BC da Argentina queima US$ 1,1 bilhão em três dias para conter desvalorização do peso

Presidente da Argentina, Javier Milei - Foto: AP

(OHF) – O Banco Central da Argentina realizou nesta sexta-feira, 19, sua maior venda diária de dólares em quase seis anos, ampliando o uso das reservas para conter a pressão sobre o peso diante da forte procura por moeda americana.

A operação somou US$ 678 milhões, maior volume desde outubro de 2019, e elevou para US$ 1,1 bilhão o total vendido em apenas três dias.

A estratégia tem sido administrar a liquidez no limite superior da banda de câmbio flutuante, enquanto o peso segue em mínimas históricas.
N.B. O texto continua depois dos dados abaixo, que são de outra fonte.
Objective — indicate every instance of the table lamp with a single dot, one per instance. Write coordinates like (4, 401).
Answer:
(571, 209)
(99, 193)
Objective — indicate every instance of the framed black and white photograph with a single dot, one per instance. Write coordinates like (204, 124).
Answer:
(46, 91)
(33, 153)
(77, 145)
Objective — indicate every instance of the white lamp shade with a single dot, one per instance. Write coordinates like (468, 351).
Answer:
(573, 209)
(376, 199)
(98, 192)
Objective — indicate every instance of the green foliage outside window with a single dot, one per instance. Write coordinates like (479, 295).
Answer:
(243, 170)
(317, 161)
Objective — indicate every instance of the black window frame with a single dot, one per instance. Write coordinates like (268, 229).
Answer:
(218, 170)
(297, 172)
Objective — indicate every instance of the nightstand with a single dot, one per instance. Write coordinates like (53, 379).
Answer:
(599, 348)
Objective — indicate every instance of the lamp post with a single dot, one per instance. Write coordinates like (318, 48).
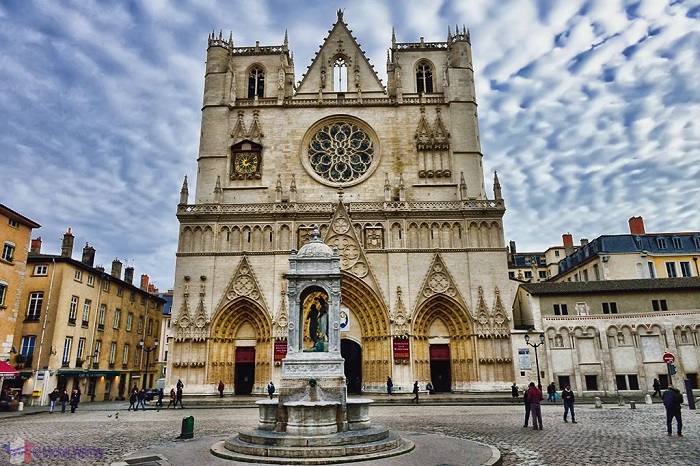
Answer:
(537, 361)
(148, 353)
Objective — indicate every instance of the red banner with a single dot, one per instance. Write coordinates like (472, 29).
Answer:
(402, 349)
(280, 350)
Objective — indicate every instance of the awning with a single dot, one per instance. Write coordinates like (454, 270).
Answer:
(87, 373)
(7, 371)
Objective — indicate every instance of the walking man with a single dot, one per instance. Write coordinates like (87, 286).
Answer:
(534, 395)
(672, 402)
(568, 396)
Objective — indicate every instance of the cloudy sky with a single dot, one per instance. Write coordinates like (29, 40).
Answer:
(589, 110)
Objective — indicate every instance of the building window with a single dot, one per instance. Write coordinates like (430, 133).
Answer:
(652, 270)
(112, 352)
(81, 349)
(686, 270)
(86, 312)
(671, 270)
(8, 251)
(256, 83)
(3, 293)
(101, 317)
(627, 382)
(340, 75)
(424, 78)
(73, 311)
(67, 344)
(591, 382)
(36, 300)
(610, 308)
(125, 356)
(659, 305)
O ministro da Economia, Luis Caputo, reforçou que o governo não pretende mudar de rumo:

Vamos vender até o último dólar (das reservas do banco central) no topo da banda”, afirmou na quinta-feira, 18, em entrevista transmitida ao vivo.

A deterioração do mercado reflete o ceticismo dos investidores quanto às eleições legislativas de outubro, que podem reduzir o apoio do presidente Javier Milei no Congresso e dificultar o avanço de sua agenda de reformas.

O Banco Central havia interrompido intervenções desde abril, após fechar um acordo de US$ 20 bilhões com o Fundo Monetário Internacional (FMI), que inicialmente trouxe algum alívio cambial.

Hoje, as reservas brutas somam US$ 39,26 bilhões, mas estimativas apontam que apenas cerca de US$ 6 bilhões estão efetivamente disponíveis para intervenções.

Analistas alertam que a continuidade das vendas de dólares pode acelerar o desgaste das reservas, ameaçar pagamentos da dívida de curto prazo e forçar o governo a ampliar a emissão de títulos para cobrir lacunas no financiamento.

Caputo afirmou que a estrutura cambial será mantida e garantiu que o governo trabalha para assegurar os pagamentos previstos para janeiro, prometendo detalhar os planos aos credores assim que concluídos.

Enquanto isso, o risco-país voltou a disparar, atingindo em torno de 1.500 pontos-base — o maior nível desde agosto de 2024.

A incerteza cresce às vésperas das eleições, quando os argentinos definirão parte da nova composição da Câmara dos Deputados e do Senado, em meio ao impacto dos recentes reveses em Buenos Aires.